People might have different entry points, but they do care. And those different entry points strengthen the conservation, and build toward a greater good, a shared vision around salmon.
It’s an art to get all those people to that place. It’s a conversation, a connection, and a building of trust. That’s what works. But it takes vigilance and determination. You can’t just do it once. We can’t just say, okay we all love salmon, so let’s do these ten things and call it done.
That’s a big part of why I’m excited to become a part of Wild Salmon Center’s stronghold approach, which focuses on durable outcomes that don’t just stop with getting protections for one part of a watershed. It’s about getting people to become the true stewards of their watersheds. Getting people who care, or are invested, or hopefully both, to internalize the value that their watershed brings to them and their communities. So that they know it in their deepest soul and that permeates their decision making.

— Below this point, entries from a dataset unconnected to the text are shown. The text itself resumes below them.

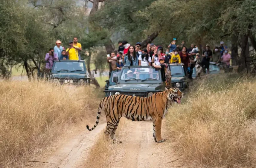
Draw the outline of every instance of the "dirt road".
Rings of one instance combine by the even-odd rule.
[[[173,154],[168,139],[162,143],[155,142],[152,122],[131,122],[129,126],[126,137],[122,138],[123,143],[117,155],[119,157],[112,167],[182,167],[179,164],[180,158]],[[162,131],[161,134],[163,138],[166,138],[164,132]]]
[[[97,136],[105,129],[106,124],[99,125],[93,131],[87,130],[82,134],[62,142],[56,147],[52,153],[41,156],[36,161],[31,162],[27,167],[34,168],[71,168],[78,167],[77,165],[89,156],[90,148],[94,144]]]
[[[120,137],[123,143],[118,145],[117,153],[115,154],[114,158],[114,163],[110,167],[183,167],[182,164],[179,164],[179,157],[173,154],[169,140],[159,144],[155,142],[151,122],[128,122],[130,128],[124,128],[126,129],[126,135],[125,137]],[[57,147],[52,154],[45,158],[37,160],[48,163],[33,163],[29,167],[81,167],[79,165],[89,156],[89,150],[106,126],[106,123],[99,124],[93,131],[85,130],[83,134],[78,135],[63,142]],[[164,130],[162,132],[163,138],[166,138],[164,132]]]

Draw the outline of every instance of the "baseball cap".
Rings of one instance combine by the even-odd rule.
[[[165,60],[165,58],[163,56],[162,56],[160,57],[159,58],[159,60]]]
[[[57,40],[56,41],[56,44],[61,43],[61,42],[60,40]]]

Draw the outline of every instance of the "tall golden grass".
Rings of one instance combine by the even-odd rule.
[[[125,136],[128,125],[130,121],[124,117],[121,118],[116,132],[117,139]],[[115,157],[115,153],[118,150],[117,143],[106,138],[103,130],[100,134],[96,142],[90,150],[90,157],[82,165],[84,167],[102,168],[111,167]]]
[[[63,133],[91,118],[100,99],[91,88],[41,82],[0,83],[0,167],[19,165]]]
[[[192,167],[256,167],[256,80],[212,77],[170,110],[166,132]]]

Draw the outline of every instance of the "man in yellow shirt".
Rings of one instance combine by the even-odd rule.
[[[172,55],[170,62],[171,63],[181,63],[180,56],[178,54],[178,51],[176,49],[174,50],[174,54]]]
[[[73,45],[73,42],[70,41],[69,43],[69,47],[66,50],[66,53],[69,56],[69,59],[74,60],[78,60],[78,53],[77,52],[77,49]],[[77,47],[76,47],[77,48]]]
[[[80,43],[78,43],[78,41],[77,38],[76,37],[74,37],[73,39],[73,46],[76,49],[76,52],[77,52],[79,60],[81,60],[81,55],[80,52],[82,50],[82,45]]]

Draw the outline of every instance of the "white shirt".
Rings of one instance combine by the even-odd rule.
[[[157,57],[155,56],[154,57],[154,62],[155,63],[156,65],[161,65],[161,64],[160,63],[160,62],[159,61],[159,59],[158,58],[158,57]]]
[[[144,57],[143,58],[143,60],[142,60],[141,55],[140,55],[140,56],[139,56],[139,57],[138,58],[138,60],[141,60],[141,66],[148,66],[149,65],[149,63],[152,62],[151,57],[150,57],[150,56],[148,56],[148,62],[147,61],[146,59],[146,57]]]

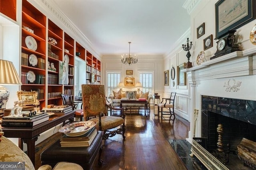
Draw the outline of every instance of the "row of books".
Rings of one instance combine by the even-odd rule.
[[[35,115],[13,117],[11,115],[2,117],[2,126],[3,127],[32,127],[34,126],[49,120],[47,113],[38,113]]]
[[[82,147],[90,146],[97,135],[98,132],[94,127],[85,134],[76,137],[68,136],[66,134],[60,139],[61,147]]]
[[[44,112],[54,112],[58,114],[65,114],[72,110],[72,106],[68,105],[54,106],[53,108],[48,108],[46,107],[42,109]]]

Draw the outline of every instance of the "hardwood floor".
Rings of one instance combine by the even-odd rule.
[[[174,121],[165,115],[162,121],[157,116],[157,108],[152,107],[150,115],[144,113],[130,115],[125,119],[126,138],[117,135],[103,142],[101,166],[95,161],[97,170],[184,170],[186,168],[168,142],[169,139],[188,137],[189,123],[176,116]],[[154,114],[156,115],[154,115]],[[36,168],[40,165],[40,154],[60,136],[57,134],[39,144],[36,152]]]

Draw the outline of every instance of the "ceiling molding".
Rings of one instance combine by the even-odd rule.
[[[100,54],[94,49],[92,44],[90,40],[66,15],[59,10],[53,1],[28,0],[28,1],[39,9],[42,12],[44,13],[49,19],[64,30],[65,32],[69,34],[72,34],[76,41],[84,46],[95,57],[97,58],[101,57]],[[52,17],[54,18],[52,18]],[[70,36],[71,36],[70,35]]]
[[[182,7],[187,10],[188,14],[190,15],[201,1],[202,0],[186,0]]]

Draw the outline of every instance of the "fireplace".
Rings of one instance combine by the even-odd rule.
[[[256,101],[202,96],[201,119],[202,137],[207,139],[205,148],[211,153],[216,152],[219,134],[216,128],[221,124],[224,152],[230,153],[226,166],[230,169],[234,166],[247,169],[238,159],[237,146],[243,138],[256,141]],[[223,162],[221,158],[219,159]]]

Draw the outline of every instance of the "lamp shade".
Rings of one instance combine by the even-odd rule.
[[[117,85],[117,87],[124,87],[124,84],[123,82],[120,82]]]
[[[136,83],[136,84],[135,85],[135,87],[142,87],[142,85],[141,84],[140,82],[138,82]]]
[[[12,62],[0,59],[0,85],[22,85]]]

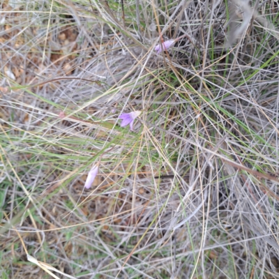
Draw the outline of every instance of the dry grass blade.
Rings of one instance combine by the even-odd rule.
[[[2,2],[1,278],[279,278],[276,1]]]

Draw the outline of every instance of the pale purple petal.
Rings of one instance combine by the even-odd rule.
[[[99,170],[99,167],[98,165],[94,165],[92,168],[90,169],[90,172],[88,174],[86,181],[85,181],[84,188],[89,189],[93,183],[98,172]]]
[[[130,129],[133,130],[133,124],[134,120],[142,113],[140,111],[135,111],[129,113],[123,113],[119,116],[119,119],[122,119],[122,122],[120,124],[121,127],[125,127],[130,124]]]
[[[130,130],[132,131],[133,130],[133,124],[134,123],[134,120],[135,119],[133,119],[132,121],[130,123]]]
[[[119,116],[119,118],[120,119],[122,119],[122,122],[120,125],[121,127],[125,127],[131,121],[133,121],[133,118],[131,117],[130,113],[122,114]]]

Certainly there are things beyond our control. But if we can get back to that idea of stewardship, get people to see their vested interests, then that is a hopeful thing. I believe we can give salmon a fighting chance.
If we can get back to that idea of stewardship, get people to see their vested interests, then that is a hopeful thing. I believe we can give salmon a fighting chance.
Mary Ruckelshaus is the director of the Natural Capital Project and a consulting professor at Stanford University. She has also led the Ecosystem Science Program at the National Oceanic and Atmospheric Administration’s Northwest Fisheries Science Center in Seattle. And before that, she was an assistant professor of biological sciences at Florida State University. The main focus of her recent work is developing ecological models including estimates of the flow of ecosystem services and changes in human wellbeing under different management regimes around the world.
Mary serves on the science council of The Nature Conservancy and is a trustee on its Washington Board. She is also a member of the U.S. Ocean Research Advisory Panel—charged with providing independent science advice to the National Ocean Council and is a past chair of the Science Advisory Board of the National Center for Ecological Analysis and Synthesis. She was Chief Scientist for the Puget Sound Partnership—a public-private institution charged with achieving recovery of the Puget Sound terrestrial, freshwater, and marine ecosystems. Ruckelshaus has a bachelor’s degree in human biology from Stanford University, a master’s degree in fisheries from the University of Washington, and a doctoral degree in botany, also from the University of Washington.